Recenzja serialu: Van Helsing
Van Helsing to serial powstały w 2016 roku, obecnie dostępny dla każdego na platformie Netflix. Seria posiada dwa sezony, z czego ostatni odcinek został wydany na początku stycznia 2018 roku. Sama nazwa serialu może nam się kojarzyć z legendarnymi historiami o pogromcy wampirów i w zasadzie o to w tej historii chodzi. Mimo wszystko czy warto poświęcić swój cenny czas na obejrzenie kolejnej próby zrobienia czegoś niezwykłego w temacie bardzo popularnym - wampiryzmie?
Historia opowiada nam o losach głównej bohaterki - Vanessy, która po kilkuletniej śpiączce budzi się w świecie zdominowanym przez wampiry. Okazuje się, że jest ona jedynym zbawieniem dla ludzkości na wytępienie paskudnej rasy, dlatego też staje się celem polowań wampirów... jak i ocalałych ludzi. Ona natomiast ma swój własny cel - odnaleźć córkę i spokojnie z nią przetrwać. Niestety po drodze spotyka ją wiele niespodzianek, z którymi będzie musiała się zmierzyć.
Fabularnie seria pokazała się z bardzo słabej strony. Od pierwszego odcinka człowiek oczekiwał jakiegokolwiek nawiązania tytułu do faktycznych, legendarnych opowieści o Van Helsingu. Niestety dopiero pod koniec pierwszego sezonu jesteśmy w stanie dowiedzieć się o sensie wybrania akurat takiego tytułu. Większość odcinków w bardzo nudny i oklepany sposób pokazują nam losy bohaterów. Dodatkowo wizja wampirów w tym serialu pokazana jest bardzo słabo - bardziej przypominają one ghoule niż faktycznych nocnych krwiopijców.
Niestety obsada również za bardzo nie miała czym zaskoczyć. Gra aktorów była średnia, ale mogła to być po prostu wina słabo zaplanowanych scen. Mimo wszystko jeśli mam zamiast na samej grze aktorów skupić się na postaciach to... w sumie tak samo za dużo nie mam do powiedzenia. Żadna z postaci nie jest w stanie zaskoczyć swoim zachowaniem. No dobrze, za wyjątkiem Juliusa, granego przez Aleksa Paunovica. Jak dla mnie jego bohater był ciekawy, a aktor potrafił pokazać się jako dowodzący sztabem wampirów "król" oraz jako słaby, ale walczący o swoje śmiertelnik.
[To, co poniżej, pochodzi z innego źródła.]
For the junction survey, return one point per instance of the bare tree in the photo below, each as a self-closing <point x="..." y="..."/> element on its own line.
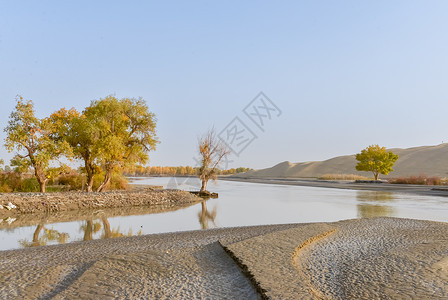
<point x="212" y="151"/>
Względem muzyki mało utworów zostało w pamięci, ale jednak - You Are My Sunshine od Jimmie Davisa, Twinkle Twinkle Little Star oraz legendarny utwór jak dla mnie czyli In The Year 2525 od Zager & Evans. Ogólnie zaskoczyła mnie kwestia wykorzystania w Soundtracku głównie przebojów lat '50 i '60, które nie do końca komponują się z całym klimatem serialu, ale jednak wprowadzają coś nowego. Może to być wina również moich skojarzeń z klimatem i muzyką z Fallout 4, ale mogę się mylić.
Martwię się najbardziej tym, że w grudniu 2017 roku ogłoszono, że zostanie wydany trzeci sezon. Pierwszy sezon ciągnął się bardzoooo ciężko, drugi miał pozytywny przeskok akcji i zachowań bohaterów, ale wydaje mi się, że trzeci sezon ponownie będzie mieć wielki upadek swojej jakże słabej jakości. Nie wróży to dobrze, ale warto będzie sprawdzić co ciekawego na kolejny sezon przygotują nam twórcy. Może jednak coś nas znów pozytywnie zaskoczy.
Po moich obawach powyżej zakładam, że już jesteście w stanie ocenić czy jest to serial godny polecenia. Van Helsing serialowy w żadnym stopniu nie daje nam tego, czego możemy oczekiwać po nawiązaniach tytułu. Fani wampirów będą bardzo zasmuceni stworzeniem nijakich potworów, z których na całą armię, tylko dwoje ma klasyczne wampiryczne zachowania i wygląd. Dlatego też nie polecam w zasadzie nikomu tej serii - jest to wyłącznie marnowanie czasu... za wyjątkiem muzyki.